Durante o inverno, Barnard fez apenas mudanças sutis no design conquistador. De acordo com os regulamentos revisados, uma asa traseira menor foi instalada e a suspensão foi modificada para acomodar a troca de borracha Michelin para Goodyear. Os carros existentes foram atualizados para MP4/2B e três carros adicionais foram construídos. O sexto chassi MP4/2 foi o primeiro tubo de fibra de carbono construído internamente pela McLaren. A máquina revisada continuou onde o original havia deixado, com Prost vencendo a rodada de abertura da nova temporada. A competição ficou mais forte e Lauda em particular lutou. Prost venceu cinco corridas e, em sua última temporada, Lauda conquistou uma vitória. Foi o suficiente para Prost conquistar seu primeiro título de piloto e a McLaren novamente conquistou a coroa de construtores.
Outros refinamentos foram feitos durante o inverno com a introdução de uma caixa de câmbio de seis velocidades totalmente nova como a maior mudança. Os regulamentos revisados exigiam um tanque de combustível menor, portanto, eram necessários novos tanques para o MP4/2C. O lugar vago de Lauda foi ocupado por outro ex-campeão mundial; Keke Rosberg. Agora em sua terceira temporada, o MP4/2 certamente não era mais o carro mais rápido em campo, nem mesmo em termos de corrida. A Williams com motor Honda tinha uma vantagem clara. Prost, no entanto, conquistou quatro vitórias e foi mais consistente do que nunca. Surpreendentemente, ele conseguiu coletar pontos suficientes para vencer os pilotos da Williams, Nelson Piquet e Nigel Mansell, pelo título; eles pareciam mais interessados em vencer um ao outro do que Prost.
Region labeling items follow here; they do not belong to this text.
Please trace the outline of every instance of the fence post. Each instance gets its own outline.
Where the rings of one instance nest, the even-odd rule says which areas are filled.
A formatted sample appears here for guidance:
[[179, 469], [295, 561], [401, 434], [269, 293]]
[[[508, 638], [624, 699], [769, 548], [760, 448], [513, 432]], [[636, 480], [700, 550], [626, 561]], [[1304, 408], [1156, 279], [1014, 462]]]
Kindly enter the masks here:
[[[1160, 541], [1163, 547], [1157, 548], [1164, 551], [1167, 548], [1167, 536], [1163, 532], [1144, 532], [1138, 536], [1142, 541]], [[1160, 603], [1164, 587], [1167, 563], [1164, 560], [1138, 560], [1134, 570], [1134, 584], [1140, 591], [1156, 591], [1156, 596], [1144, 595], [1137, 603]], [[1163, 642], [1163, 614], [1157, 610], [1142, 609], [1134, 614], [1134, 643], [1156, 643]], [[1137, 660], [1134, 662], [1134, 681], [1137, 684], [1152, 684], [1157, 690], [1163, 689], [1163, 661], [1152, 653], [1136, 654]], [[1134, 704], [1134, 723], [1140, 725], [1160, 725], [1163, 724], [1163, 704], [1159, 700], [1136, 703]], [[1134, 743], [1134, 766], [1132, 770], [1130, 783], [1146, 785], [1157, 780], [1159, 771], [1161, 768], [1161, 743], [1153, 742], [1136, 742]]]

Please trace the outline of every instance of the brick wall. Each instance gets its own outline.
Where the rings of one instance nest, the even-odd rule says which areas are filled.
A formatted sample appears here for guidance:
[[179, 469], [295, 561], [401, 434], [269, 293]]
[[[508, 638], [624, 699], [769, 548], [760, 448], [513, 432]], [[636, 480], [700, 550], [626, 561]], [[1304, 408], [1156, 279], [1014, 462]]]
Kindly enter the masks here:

Antes do fim da temporada, Barnard saiu e seu substituto Steve Nicholls projetou um carro novo para 1987. Este MP4/3 foi mais uma vez alimentado pelo motor TAG-Porsche. Não provou ser um passo grande o suficiente para pegar as Williams Hondas. Na temporada final com o motor alemão, Prost venceu ‘apenas’ três corridas. Após pouco mais de quatro temporadas, a parceria de grande sucesso, que resultou em 25 vitórias, três títulos de pilotos e dois títulos de construtores, chegou ao fim. O MP4/2 TAG-Porsche deu à McLaren o impulso final para retornar ao topo; um lugar que não abandonaria por muitas temporadas. O estilo de direção ultra-suave de Prost era perfeitamente adequado ao carro e ‘Le Professeur’ mais do que se vingou depois de ser demitido pela Renault.
Chassi: MP4/2B – 5
Este é o chassi final de fibra de carbono construído para a McLaren pela Hercules. Foi disputado ao longo de 1985 por Alain Prost a caminho do Campeonato Mundial. O francês o usou para marcar três de suas cinco vitórias naquele ano. Chassis MP4/2B – 5 venceu em sua estreia na abertura da temporada no Rio de Janeiro e em sua aparição final terminou em terceiro. Exibido por muitos anos no Donington Grand Prix Collection Museum, foi exibido no Concorso d’Eleganza Villa d’Este de 2018 em nome do proprietário Gerhard Berger.